Obecnie policja wyjaśnia zarówno zachowanie ochrony klubu wobec mężczyzny, jak i wewnętrznie - działania policjantek, które były na miejscu, ale nie były w stanie opanować sytuacji.
Wideo z Austrii staje się "szokującym filmem z Niemiec"
W Polsce tekst o zdarzeniu pojawił się m.in. na stronie internetowej związanego z Januszem Korwinem-Mikke dwutygodnika „Najwyższy Czas!” kilka dni po tym, gdy opisały je austriackie media. Jednak już w pierwszym słowie tytułu znajduje się nieprawdziwa inforacja: „Niemieckie policjantki kontra agresywny imigrant. Tu musiał wkroczyć wykidajło. Szokujący film z Niemiec”. W tekście powołano się na tweet Kanadyjczyka Ezry Levanta, który napisał, że klub znajduje się w Niemczech i że wykopano z niego migranta za „nękanie kobiet w środku”.
„Najwyższy Czas!” dodaje do zdarzenia swój komentarz: „Właściciel klubu wezwał policję. Przyjechały dwie… dziewczyny. Na szczęście imigrant ich nie zgwałcił”.
Tak skonstruowany tekst udostępnił na swoim profilu na Facebooku m.in. Janusz Korwin-Mikke i internetowy portal partii „Wolność”. Następnie został on podany dalej ponad tysiąc razy przez innych użytkowników. Autorzy obu wpisów uderzają w agresywnego gościa i nieumiejętnie interweniujące policjantki, a polityk dodaje, że „sprawę muszą załatwić prawdziwi mężczyźni”.
Fala hejtu
W komentarzach jednak, obok „niemieckich policjantek”, atakowani są jeszcze inni – imigranci (którzy pojawiają się tam także jako „brudasy”), muzułmanie („ciapaci”), niemieckie władze („mamcia Merkel”) oraz Niemcy w ogóle („gówniany naród”). Pojawiają się też wpisy o tym, że „w Polsce sami sobie potrafimy radzić z takimi dzikusami”.
Zweryfikowanie informacji o kraju, w jakim rozegrały się wydarzenia, nie mogło zająć dużo czasu. To samo tyczy się narodowości mężczyzny. We wszystkich austriackich artykułach odnoszących się do sprawy pisano, że był to 24-letni Portugalczyk. Nie ma w nich informacji, czy chodzi o turystę, czy o imigranta.
Potrzeba weryfikacji
W celu obronienia się przed tak zmanipulowanymi informacjami warto wypracować w sobie ostrożność i potrzebę weryfikacji. Przede wszystkim, należy z zachowawczością podchodzić do materiałów, w którym używany jest niezwykle emocjonalny język.
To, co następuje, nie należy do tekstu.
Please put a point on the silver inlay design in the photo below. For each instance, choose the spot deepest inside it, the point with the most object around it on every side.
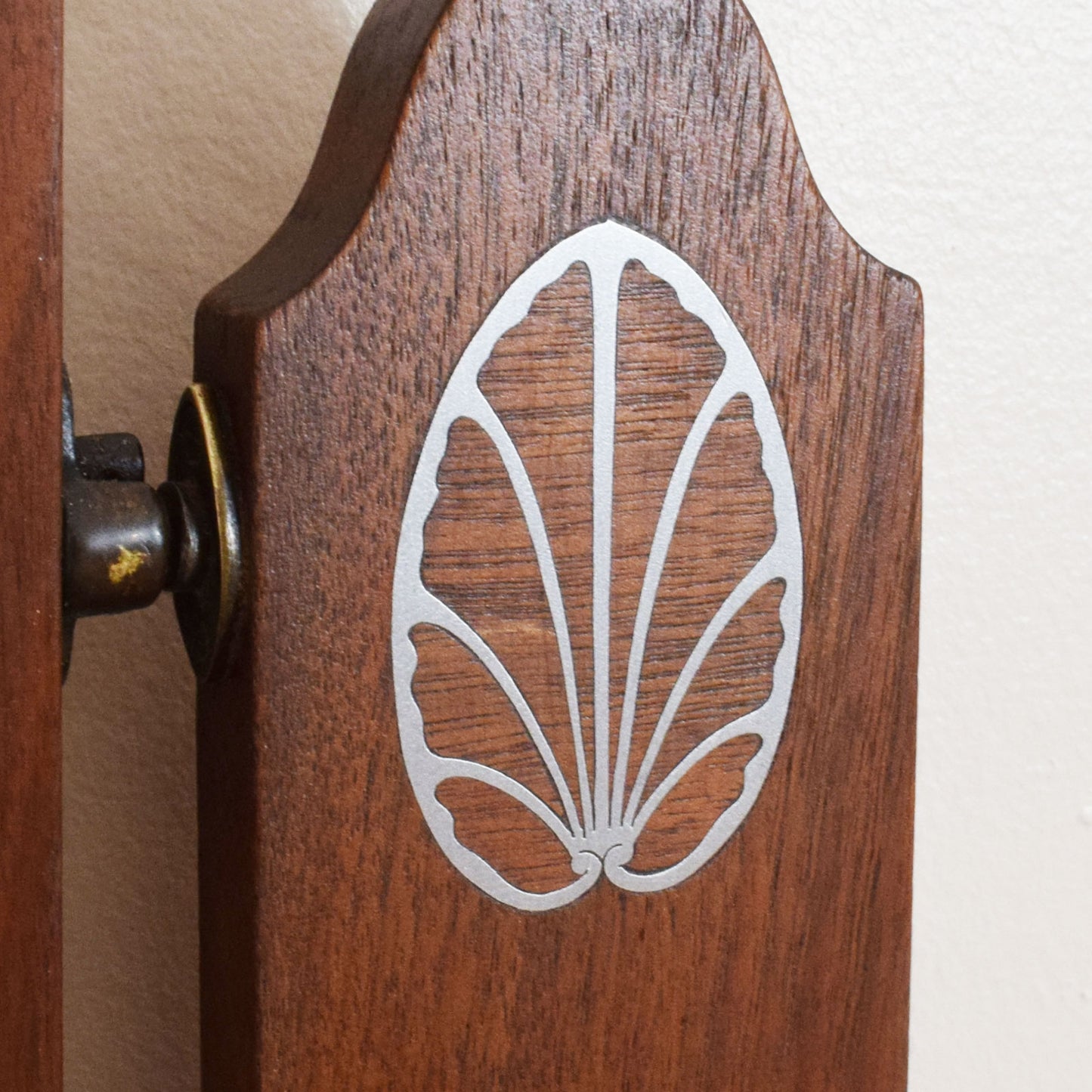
(601, 824)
Warto też szkolić w sobie umiejętność weryfikacji. W przypadku filmu o bójce przed klubem można np. poszukać oryginalnego nagrania w sieci bądź artykułów w języku niemieckim na ten temat (tu pomocne mogą być m.in. internetowe słowniki) lub wykorzystać darmowe narzędzie od Amnesty International - Youtube DataViewer, które poprzez stop-klatki, wyszukuje gdzie w sieci dany materiał został wykorzystany.
Poza sprawdzeniem źródła, z którego materiał pochodzi, można sprawdzić także widniejącą na atakowanych drzwiach nazwę klubu - choćby jego strona na Facebooku nie pozostawia wątpliwości, że znajduje się w Austrii. Takie same wyniki daje wyszukanie klubu np. na mapach Google.
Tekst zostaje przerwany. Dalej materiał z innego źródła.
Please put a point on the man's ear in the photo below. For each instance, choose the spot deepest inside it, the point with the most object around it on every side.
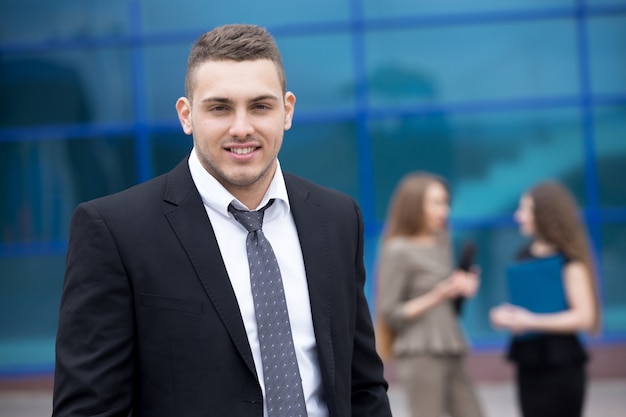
(183, 108)
(290, 104)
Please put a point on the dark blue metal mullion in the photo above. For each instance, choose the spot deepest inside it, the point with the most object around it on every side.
(141, 133)
(364, 143)
(365, 160)
(592, 193)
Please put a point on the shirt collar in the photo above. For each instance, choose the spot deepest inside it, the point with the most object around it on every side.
(215, 196)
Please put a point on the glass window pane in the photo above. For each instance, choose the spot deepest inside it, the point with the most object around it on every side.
(165, 68)
(613, 283)
(472, 62)
(42, 182)
(403, 8)
(64, 87)
(607, 43)
(200, 15)
(489, 158)
(610, 147)
(319, 71)
(30, 293)
(61, 20)
(325, 153)
(167, 150)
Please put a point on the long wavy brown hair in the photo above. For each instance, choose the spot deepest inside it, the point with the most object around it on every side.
(406, 215)
(557, 221)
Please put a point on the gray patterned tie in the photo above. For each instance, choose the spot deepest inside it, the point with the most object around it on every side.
(283, 386)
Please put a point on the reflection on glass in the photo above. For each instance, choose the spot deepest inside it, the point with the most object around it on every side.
(319, 71)
(43, 182)
(403, 8)
(489, 158)
(325, 153)
(62, 20)
(200, 15)
(613, 289)
(607, 43)
(610, 149)
(472, 62)
(91, 85)
(30, 293)
(168, 150)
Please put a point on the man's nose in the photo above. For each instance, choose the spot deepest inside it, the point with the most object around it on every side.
(241, 126)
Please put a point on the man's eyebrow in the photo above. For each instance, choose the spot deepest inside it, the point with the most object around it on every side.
(264, 97)
(225, 100)
(222, 100)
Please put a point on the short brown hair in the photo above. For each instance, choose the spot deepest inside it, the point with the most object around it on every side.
(236, 42)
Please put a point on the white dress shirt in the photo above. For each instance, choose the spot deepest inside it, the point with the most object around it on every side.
(280, 230)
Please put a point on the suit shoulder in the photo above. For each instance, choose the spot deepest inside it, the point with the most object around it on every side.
(132, 195)
(316, 191)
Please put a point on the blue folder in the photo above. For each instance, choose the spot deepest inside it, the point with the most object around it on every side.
(537, 285)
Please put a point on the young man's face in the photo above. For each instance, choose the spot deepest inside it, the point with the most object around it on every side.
(237, 115)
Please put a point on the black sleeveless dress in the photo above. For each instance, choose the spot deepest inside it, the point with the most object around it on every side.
(550, 371)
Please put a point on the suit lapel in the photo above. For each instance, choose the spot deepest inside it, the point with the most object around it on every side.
(313, 234)
(190, 222)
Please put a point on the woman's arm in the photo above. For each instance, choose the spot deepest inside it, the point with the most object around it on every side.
(580, 316)
(451, 287)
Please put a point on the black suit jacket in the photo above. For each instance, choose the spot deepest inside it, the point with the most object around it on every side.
(149, 321)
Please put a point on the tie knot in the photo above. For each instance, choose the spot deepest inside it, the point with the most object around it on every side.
(251, 220)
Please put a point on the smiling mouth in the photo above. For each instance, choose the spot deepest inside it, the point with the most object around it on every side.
(242, 151)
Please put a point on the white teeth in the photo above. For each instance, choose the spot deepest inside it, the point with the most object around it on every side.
(242, 151)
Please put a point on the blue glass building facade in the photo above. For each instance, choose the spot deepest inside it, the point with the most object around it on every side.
(493, 95)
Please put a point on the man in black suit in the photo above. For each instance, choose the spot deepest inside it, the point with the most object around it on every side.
(157, 317)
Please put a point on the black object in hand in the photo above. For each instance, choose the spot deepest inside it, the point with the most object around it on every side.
(468, 253)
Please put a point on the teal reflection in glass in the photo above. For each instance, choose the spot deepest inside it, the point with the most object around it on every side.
(201, 15)
(30, 293)
(610, 149)
(165, 66)
(42, 182)
(472, 62)
(66, 86)
(607, 45)
(28, 21)
(167, 150)
(489, 158)
(613, 284)
(319, 71)
(325, 153)
(403, 8)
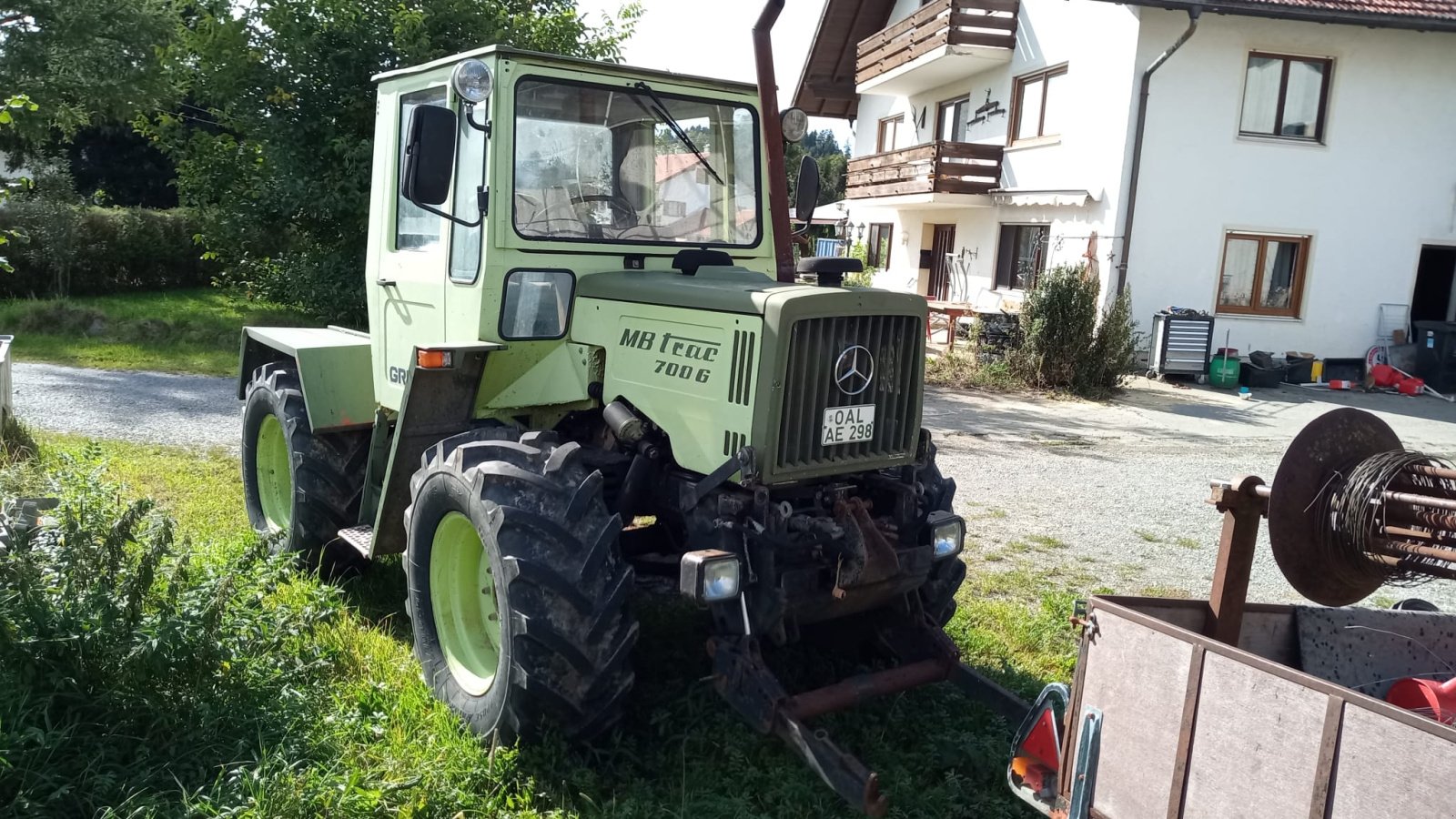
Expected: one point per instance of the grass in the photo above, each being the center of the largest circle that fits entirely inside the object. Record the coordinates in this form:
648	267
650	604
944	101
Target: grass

Dla bardziej spostrzegawczych i dociekliwych - na filmie przez moment pojawia się także fragment radiowozu, który po sprawdzeniu w wyszukiwarce okazuje się zdecydowanie różnić od tych używanych w Niemczech. Wyniki wyszukiwania np. dla słów „Austria policja samochody” potwierdzają, że jest to radiowóz austriacki.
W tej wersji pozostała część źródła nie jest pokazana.